US state attorneys general recently stepped up their scrutiny of big tech’s business practices. With corporate mammoths likely to be in the crosshairs of regulators for some time, equity investors should consider looking beyond the titans for opportunities in the sector.
The battlefronts for big tech are multiplying: in addition to state attorney generals, the US Department of Justice, the House Judiciary Committee and the Federal Trade Commission are all pursuing inquiries. Corporate policies on competition, privacy and data sharing are under the microscope. Investors face more uncertainty if, beyond potential fines, new regulations threaten corporate business models or force the breakup of some companies. Restricting the ability of these companies to leverage user data across multiple platforms could deal a painful blow to their main business advantage.
Facing the FAANGover from Regulation
The answers to these concerns will come only at the end of a years-long process. Government agencies are like a black box for equity analysts, making it hard to get reliable information about where the process is headed. Regulatory uncertainty helps explain some of the recent volatility in big tech stocks and is likely to cloud the outlook for the foreseeable future.
So, what to do? Given the uncertainty, we believe investors seeking to capitalize on the promise of technological growth should be wary of passive exchange-traded funds, whose baseline benchmark indices tend to be heavily weighted with tech giants and are backward-looking (Display).

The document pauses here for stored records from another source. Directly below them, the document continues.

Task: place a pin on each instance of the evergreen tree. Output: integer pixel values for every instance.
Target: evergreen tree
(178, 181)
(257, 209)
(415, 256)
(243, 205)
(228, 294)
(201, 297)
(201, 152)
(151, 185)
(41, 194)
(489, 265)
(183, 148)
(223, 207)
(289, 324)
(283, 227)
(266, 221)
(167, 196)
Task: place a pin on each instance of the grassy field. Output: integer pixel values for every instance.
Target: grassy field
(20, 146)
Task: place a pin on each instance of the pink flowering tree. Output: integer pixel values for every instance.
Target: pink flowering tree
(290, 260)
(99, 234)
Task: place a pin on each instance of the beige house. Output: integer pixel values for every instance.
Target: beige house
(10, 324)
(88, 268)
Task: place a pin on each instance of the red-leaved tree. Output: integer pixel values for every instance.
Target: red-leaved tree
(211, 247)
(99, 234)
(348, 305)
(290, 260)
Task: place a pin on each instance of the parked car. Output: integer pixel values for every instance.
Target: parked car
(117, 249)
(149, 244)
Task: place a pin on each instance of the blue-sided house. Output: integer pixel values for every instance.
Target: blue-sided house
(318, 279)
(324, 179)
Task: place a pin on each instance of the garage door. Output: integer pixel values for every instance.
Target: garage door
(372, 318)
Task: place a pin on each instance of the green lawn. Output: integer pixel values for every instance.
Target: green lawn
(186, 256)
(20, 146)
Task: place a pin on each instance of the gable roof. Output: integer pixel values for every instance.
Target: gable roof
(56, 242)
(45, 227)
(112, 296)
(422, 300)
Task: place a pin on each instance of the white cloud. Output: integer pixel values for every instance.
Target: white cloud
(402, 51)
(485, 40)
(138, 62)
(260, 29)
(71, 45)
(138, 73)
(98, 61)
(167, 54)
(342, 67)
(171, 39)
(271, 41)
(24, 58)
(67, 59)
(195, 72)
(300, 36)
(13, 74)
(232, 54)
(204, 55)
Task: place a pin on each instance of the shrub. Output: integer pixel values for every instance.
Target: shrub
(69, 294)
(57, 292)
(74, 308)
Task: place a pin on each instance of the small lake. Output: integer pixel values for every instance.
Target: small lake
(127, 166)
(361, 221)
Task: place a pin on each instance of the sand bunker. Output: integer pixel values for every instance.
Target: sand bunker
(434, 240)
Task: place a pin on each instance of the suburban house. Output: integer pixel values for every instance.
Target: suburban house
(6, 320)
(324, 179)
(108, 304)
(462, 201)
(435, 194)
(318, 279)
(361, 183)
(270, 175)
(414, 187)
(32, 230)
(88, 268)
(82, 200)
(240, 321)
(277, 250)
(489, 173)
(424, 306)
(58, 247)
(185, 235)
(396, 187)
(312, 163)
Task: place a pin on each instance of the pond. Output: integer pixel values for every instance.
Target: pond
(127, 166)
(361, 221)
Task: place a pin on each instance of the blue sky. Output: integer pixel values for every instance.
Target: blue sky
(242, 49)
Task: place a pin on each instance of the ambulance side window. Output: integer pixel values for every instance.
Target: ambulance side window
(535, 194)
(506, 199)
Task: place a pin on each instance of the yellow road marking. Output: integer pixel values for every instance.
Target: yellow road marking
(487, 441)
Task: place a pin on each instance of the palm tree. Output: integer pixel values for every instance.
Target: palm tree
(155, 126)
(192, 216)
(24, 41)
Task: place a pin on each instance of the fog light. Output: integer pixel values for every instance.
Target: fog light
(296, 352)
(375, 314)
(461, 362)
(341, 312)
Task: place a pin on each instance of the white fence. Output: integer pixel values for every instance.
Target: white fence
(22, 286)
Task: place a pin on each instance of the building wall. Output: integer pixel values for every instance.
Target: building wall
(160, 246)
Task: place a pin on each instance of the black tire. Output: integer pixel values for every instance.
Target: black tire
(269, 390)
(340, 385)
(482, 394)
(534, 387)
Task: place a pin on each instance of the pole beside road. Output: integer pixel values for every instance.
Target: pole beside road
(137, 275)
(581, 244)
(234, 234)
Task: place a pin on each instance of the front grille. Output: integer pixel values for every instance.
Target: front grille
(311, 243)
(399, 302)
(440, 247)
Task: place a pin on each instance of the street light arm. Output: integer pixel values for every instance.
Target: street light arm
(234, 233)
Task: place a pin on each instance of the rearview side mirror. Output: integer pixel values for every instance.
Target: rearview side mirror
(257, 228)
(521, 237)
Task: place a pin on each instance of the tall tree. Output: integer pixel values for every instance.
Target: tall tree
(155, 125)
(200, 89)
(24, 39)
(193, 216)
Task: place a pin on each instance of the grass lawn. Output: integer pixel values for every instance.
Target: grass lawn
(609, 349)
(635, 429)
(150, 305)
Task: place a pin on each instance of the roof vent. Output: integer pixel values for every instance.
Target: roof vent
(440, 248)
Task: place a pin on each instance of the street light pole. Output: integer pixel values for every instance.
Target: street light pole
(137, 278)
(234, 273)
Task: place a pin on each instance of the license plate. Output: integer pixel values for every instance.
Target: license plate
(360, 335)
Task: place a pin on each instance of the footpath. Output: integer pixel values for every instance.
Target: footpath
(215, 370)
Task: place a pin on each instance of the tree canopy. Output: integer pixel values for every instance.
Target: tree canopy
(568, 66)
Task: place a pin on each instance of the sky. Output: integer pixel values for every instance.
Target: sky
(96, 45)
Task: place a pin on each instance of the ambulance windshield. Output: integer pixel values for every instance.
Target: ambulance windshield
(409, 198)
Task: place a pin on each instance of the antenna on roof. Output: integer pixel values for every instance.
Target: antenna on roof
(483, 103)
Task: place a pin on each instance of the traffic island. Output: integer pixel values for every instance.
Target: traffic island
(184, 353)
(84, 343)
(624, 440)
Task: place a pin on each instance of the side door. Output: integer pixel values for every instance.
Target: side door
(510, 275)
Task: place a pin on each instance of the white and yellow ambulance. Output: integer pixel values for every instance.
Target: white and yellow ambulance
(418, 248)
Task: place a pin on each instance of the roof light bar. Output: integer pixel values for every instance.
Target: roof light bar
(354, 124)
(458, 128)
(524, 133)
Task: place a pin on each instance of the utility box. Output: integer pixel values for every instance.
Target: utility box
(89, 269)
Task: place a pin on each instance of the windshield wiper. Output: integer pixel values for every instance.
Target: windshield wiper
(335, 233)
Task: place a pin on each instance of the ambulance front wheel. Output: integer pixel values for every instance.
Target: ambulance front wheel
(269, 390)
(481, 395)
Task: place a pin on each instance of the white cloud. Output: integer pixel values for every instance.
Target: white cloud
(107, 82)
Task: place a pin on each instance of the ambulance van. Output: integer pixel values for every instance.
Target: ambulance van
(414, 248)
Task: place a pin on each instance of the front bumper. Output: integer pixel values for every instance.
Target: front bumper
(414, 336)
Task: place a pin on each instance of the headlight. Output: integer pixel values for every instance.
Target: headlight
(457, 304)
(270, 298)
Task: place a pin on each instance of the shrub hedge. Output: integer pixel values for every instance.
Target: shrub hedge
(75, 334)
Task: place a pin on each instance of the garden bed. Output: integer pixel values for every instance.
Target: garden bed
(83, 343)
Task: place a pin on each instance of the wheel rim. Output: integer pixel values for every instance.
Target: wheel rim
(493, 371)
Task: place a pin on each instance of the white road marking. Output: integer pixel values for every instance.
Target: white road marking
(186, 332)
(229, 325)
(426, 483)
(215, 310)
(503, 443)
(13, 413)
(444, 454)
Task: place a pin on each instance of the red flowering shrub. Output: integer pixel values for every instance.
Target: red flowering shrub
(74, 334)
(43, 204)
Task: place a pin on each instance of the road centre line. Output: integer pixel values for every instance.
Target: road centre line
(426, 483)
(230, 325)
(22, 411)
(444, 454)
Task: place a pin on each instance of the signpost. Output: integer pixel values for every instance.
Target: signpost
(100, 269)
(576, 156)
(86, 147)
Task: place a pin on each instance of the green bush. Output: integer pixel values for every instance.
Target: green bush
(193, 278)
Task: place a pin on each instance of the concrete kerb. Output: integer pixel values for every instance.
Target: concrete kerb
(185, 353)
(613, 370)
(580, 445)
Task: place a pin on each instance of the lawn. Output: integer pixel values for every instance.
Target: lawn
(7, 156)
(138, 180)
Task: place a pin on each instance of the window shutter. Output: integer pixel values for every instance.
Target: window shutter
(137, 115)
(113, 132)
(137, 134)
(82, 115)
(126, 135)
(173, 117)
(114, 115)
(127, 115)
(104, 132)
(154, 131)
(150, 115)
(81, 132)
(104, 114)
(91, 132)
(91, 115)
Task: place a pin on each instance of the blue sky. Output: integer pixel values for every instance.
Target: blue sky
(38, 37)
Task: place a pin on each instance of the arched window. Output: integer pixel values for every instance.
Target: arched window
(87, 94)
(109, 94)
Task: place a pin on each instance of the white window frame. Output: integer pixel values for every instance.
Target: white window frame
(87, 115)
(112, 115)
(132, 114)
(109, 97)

Instead, investors need to take a proactive approach to the technology sector. Many investors have relied on Facebook, Amazon, Apple, Netflix and Google—the FAANGs—to capture technology-driven growth. But we believe that there are many compelling trends and companies in technology with potential to generate alpha, and with less regulatory risk than some of the larger players. Opportunities can be found not only in technology hubs like Silicon Valley, but around the world as well.